Irritated Reader: “What do CNBC and iPads have to do with short term or long term?”
Follow me here.
When is the last time you checked the value of the home you live in? A year ago? 5 years ago? Last time you paid property tax? When you purchased it? What if you received CONSTANT updates on the value of your home. It might go like this:
knock, knock, knock, knock Man knocks on your front door, you answer.
“Mr. Kraft, I am happy to inform you that your neighborhood just built a new park and due to those improvements, your home has appreciated 3%. Now it is worth $323,500.”
Two days later the update is “Mr. Kraft, you must be living right, because due to the development of the land across the street, your home has gone up another 6% and is now worth $342,910.”
A week after that, “Bob, the house next door to you sold for an inflated price, so tack on another 2.5% to your house. It is now worth $351,483.”
About the time you really start to get excited, the man shows up one morning with a frown and a 5 o’clock shadow only to tell you “I hate to say it, but your neighbor has not mowed his lawn for 6 months. Your home has lost 3% today, and is currently worth $340,939.”
The next time he knocks: “Your other neighbor’s employer bought his house to relocate him and since they are not in the real estate business, they took a lowball offer that was $100,000 less than what it was worth.
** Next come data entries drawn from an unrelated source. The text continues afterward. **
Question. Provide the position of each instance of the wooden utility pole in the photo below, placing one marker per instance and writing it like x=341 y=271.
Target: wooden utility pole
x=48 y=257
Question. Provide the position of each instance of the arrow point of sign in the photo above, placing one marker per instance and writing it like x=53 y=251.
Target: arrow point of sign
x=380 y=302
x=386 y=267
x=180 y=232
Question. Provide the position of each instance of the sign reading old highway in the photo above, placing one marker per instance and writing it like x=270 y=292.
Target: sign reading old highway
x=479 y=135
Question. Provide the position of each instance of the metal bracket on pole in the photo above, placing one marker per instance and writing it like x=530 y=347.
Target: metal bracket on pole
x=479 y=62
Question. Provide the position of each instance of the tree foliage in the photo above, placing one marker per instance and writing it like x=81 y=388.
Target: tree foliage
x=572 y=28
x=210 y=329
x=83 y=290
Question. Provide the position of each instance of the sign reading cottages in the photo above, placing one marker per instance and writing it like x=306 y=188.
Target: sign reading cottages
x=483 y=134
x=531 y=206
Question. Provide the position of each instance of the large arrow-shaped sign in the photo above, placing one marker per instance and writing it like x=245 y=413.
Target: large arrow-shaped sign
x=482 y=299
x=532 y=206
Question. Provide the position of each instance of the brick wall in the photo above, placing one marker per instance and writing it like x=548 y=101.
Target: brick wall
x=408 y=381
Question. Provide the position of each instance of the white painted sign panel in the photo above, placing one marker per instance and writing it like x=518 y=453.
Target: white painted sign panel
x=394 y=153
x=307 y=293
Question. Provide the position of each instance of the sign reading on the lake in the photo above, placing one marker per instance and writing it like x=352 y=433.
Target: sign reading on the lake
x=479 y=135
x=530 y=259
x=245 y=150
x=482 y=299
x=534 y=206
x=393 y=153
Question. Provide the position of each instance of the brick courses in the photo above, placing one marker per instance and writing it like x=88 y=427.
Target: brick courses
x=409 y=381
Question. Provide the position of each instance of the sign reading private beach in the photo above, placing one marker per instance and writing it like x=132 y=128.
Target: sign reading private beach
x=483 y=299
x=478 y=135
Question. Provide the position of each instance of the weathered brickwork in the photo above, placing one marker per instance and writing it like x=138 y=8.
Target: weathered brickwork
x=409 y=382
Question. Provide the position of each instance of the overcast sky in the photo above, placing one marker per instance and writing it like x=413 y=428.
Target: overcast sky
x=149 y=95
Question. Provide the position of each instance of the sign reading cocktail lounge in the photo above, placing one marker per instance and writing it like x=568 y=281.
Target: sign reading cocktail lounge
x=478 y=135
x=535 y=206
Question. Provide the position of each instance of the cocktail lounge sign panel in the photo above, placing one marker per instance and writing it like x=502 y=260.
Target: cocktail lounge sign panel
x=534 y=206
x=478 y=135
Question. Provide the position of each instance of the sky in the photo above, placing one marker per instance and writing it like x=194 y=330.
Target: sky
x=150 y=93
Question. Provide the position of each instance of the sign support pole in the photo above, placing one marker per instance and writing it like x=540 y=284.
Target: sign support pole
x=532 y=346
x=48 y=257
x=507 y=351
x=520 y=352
I am sorry to tell you that your home is now worth 13% less, making the current value $296,617.”
“Some lady keeps letting her dog POOP in your yard.” Down another 5%. $281,786.
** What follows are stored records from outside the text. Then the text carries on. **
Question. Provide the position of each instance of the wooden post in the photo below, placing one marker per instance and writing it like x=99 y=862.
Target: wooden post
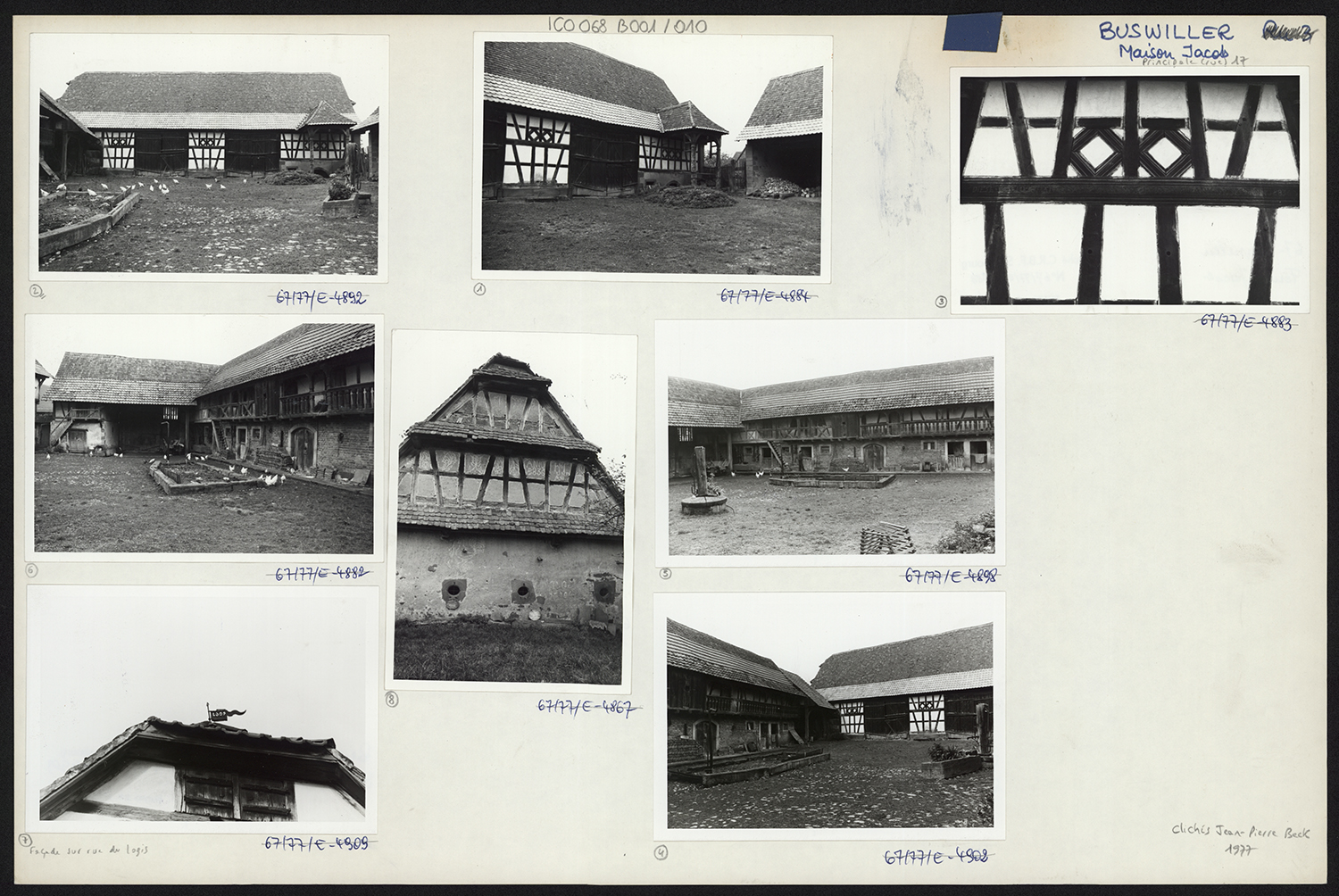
x=699 y=472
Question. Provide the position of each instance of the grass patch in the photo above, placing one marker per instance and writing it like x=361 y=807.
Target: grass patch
x=868 y=784
x=629 y=236
x=762 y=519
x=476 y=650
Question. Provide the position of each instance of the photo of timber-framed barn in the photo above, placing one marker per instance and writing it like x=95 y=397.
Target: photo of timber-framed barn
x=564 y=120
x=195 y=120
x=303 y=401
x=505 y=510
x=785 y=133
x=924 y=418
x=726 y=700
x=921 y=686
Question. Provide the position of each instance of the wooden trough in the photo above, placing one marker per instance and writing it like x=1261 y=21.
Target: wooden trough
x=75 y=233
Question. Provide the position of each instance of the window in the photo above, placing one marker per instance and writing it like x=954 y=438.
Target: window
x=233 y=797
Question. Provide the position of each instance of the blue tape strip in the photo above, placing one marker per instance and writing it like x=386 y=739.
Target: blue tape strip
x=979 y=31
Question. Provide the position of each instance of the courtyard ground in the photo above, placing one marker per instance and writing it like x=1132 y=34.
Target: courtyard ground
x=235 y=225
x=868 y=784
x=477 y=650
x=632 y=236
x=110 y=504
x=762 y=519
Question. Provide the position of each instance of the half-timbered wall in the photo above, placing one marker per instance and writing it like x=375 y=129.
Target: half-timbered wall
x=536 y=149
x=205 y=150
x=118 y=149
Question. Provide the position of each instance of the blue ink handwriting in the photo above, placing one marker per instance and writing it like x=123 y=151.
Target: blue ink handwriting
x=315 y=574
x=1274 y=31
x=1247 y=321
x=934 y=856
x=316 y=844
x=578 y=708
x=311 y=297
x=950 y=577
x=760 y=296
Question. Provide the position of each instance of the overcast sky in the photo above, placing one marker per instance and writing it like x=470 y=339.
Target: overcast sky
x=361 y=61
x=110 y=657
x=594 y=377
x=761 y=353
x=211 y=339
x=798 y=631
x=723 y=75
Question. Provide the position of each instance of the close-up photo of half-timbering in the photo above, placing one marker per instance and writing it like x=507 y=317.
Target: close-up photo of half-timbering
x=1102 y=190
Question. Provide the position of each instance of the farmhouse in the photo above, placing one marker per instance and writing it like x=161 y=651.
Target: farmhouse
x=785 y=131
x=928 y=417
x=303 y=401
x=371 y=128
x=66 y=144
x=197 y=120
x=726 y=700
x=506 y=510
x=926 y=684
x=161 y=770
x=562 y=120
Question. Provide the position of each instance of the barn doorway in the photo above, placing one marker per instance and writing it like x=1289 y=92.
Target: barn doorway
x=873 y=457
x=304 y=448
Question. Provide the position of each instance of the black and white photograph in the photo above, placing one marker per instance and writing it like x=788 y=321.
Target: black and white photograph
x=208 y=154
x=1087 y=187
x=514 y=452
x=659 y=155
x=876 y=714
x=201 y=705
x=204 y=434
x=829 y=438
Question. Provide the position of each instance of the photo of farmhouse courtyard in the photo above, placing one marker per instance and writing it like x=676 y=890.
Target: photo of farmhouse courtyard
x=206 y=171
x=873 y=461
x=270 y=452
x=894 y=734
x=595 y=162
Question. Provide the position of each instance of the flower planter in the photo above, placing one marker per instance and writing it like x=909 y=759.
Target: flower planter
x=951 y=767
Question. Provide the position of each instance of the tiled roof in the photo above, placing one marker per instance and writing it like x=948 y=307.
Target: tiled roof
x=787 y=99
x=460 y=431
x=213 y=733
x=63 y=112
x=685 y=117
x=326 y=114
x=300 y=345
x=578 y=70
x=961 y=650
x=371 y=120
x=953 y=382
x=548 y=99
x=570 y=79
x=205 y=91
x=696 y=403
x=469 y=518
x=923 y=684
x=114 y=379
x=701 y=652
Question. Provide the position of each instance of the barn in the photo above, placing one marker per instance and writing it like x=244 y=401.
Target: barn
x=197 y=120
x=928 y=684
x=505 y=510
x=66 y=144
x=924 y=417
x=723 y=698
x=785 y=131
x=160 y=770
x=562 y=120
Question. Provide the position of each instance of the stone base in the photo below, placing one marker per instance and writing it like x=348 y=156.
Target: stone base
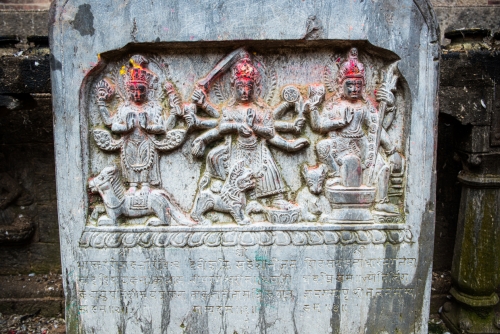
x=462 y=318
x=351 y=214
x=351 y=205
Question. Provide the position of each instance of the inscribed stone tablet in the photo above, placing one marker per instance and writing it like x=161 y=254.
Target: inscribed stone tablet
x=245 y=166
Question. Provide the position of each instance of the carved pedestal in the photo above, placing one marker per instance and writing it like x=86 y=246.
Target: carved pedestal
x=351 y=204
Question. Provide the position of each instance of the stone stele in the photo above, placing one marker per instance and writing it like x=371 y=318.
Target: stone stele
x=245 y=166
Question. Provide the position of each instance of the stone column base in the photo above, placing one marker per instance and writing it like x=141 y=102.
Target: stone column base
x=463 y=318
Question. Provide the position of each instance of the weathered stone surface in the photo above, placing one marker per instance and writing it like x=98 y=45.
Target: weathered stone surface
x=167 y=226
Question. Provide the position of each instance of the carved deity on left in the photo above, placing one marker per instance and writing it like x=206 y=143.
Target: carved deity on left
x=143 y=132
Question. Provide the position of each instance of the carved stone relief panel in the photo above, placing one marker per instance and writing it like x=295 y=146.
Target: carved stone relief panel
x=272 y=139
x=246 y=166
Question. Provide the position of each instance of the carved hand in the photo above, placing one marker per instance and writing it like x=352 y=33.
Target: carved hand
x=299 y=124
x=250 y=116
x=190 y=118
x=131 y=120
x=143 y=120
x=396 y=162
x=312 y=102
x=102 y=95
x=385 y=95
x=104 y=91
x=244 y=130
x=198 y=148
x=199 y=97
x=348 y=116
x=299 y=144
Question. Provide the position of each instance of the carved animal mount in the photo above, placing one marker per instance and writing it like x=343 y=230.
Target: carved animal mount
x=232 y=198
x=311 y=198
x=117 y=203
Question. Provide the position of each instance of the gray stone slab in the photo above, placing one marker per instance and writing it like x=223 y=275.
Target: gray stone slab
x=200 y=156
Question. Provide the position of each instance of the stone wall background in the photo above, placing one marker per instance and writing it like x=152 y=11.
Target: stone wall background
x=26 y=140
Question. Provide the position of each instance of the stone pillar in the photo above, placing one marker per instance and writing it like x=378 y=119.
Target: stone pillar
x=476 y=262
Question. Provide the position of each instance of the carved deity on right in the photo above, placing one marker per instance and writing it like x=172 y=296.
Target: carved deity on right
x=358 y=150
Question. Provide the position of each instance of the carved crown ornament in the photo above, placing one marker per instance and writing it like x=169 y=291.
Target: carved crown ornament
x=173 y=156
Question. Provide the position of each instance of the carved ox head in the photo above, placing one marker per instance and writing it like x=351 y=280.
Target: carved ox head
x=103 y=181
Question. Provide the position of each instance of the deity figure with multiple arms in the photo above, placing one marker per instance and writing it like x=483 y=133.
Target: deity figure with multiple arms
x=138 y=120
x=249 y=125
x=355 y=132
x=143 y=129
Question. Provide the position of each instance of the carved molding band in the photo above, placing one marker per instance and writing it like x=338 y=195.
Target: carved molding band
x=147 y=239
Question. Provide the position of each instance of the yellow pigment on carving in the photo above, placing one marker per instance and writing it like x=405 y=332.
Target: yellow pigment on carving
x=134 y=64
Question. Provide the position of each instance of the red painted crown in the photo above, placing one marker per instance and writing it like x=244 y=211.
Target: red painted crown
x=351 y=68
x=137 y=72
x=244 y=69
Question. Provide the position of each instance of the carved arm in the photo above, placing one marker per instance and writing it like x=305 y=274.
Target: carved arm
x=199 y=144
x=263 y=128
x=106 y=116
x=199 y=97
x=325 y=124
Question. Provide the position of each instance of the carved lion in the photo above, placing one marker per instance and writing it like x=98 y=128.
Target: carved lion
x=231 y=199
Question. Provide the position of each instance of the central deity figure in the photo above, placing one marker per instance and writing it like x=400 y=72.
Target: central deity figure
x=355 y=132
x=248 y=125
x=253 y=124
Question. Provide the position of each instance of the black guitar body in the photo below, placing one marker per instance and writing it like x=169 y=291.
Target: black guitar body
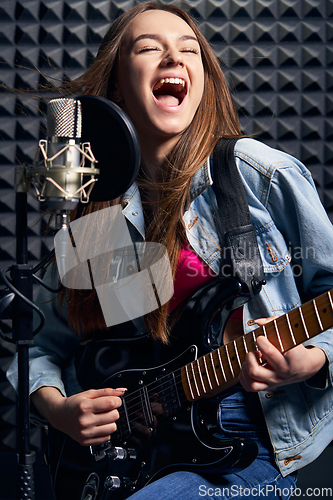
x=159 y=430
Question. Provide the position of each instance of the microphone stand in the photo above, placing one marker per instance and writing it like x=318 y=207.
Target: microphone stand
x=21 y=274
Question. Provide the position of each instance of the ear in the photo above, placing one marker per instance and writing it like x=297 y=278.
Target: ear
x=116 y=95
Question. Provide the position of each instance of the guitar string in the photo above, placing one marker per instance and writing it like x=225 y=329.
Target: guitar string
x=157 y=385
x=161 y=383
Anyone growing tired of this roller coaster ride? The point is that real estate goes up and down in value, and many times these fluctuations are based on factors that are beyond the homeowner’s control…just like an drumroll investment portfolio. end drumroll
However, because we are living in our home and are not necessarily selling the house THAT INSTANT, the day to day price movements mean very little. That is why there is not a CNBC for house prices. There is no real time feed running across the bottom of the TV that shows how home values change by the second. Also, as of this writing, the technology gurus have yet to create a device to show us how our home performs day to day.
There is no technology for that. There is no dedicated TV channel. That is why we look at a house as a LONG TERM investment. We have no other choice.
Your portfolio should be no different. Do you need the money at this moment or at retirement? Is it required for you to check your account balance every single day? Of course not. BUT, people have taken the TOOLS (technology and the media) and misused them so that they check their portfolio several times a day through many different mediums.
That has created the SHORT TERM mentality.
When MJ wore the long shorts and shaved his head, the NBA copied him. However, the fundamentals of the game have not changed. Jumpshots, layups, defense, screens, boxing out, ball movement, etc, etc, etc….all exist today just like they did 50 years ago.
Just because the investment game has changed, doesn’t mean the fundamentals have. Asset allocation*, diversification*, re-balancing, inflation risk, re-investment risk, etc….all are fundamentals that HAVE NOT CHANGED.
So is a LONG TERM mentality.
There is no guarantee that a diversified portfolio will enhance overall returns or outperform a non-diversified portfolio. Diversification and asset allocation do not ensure against market risk.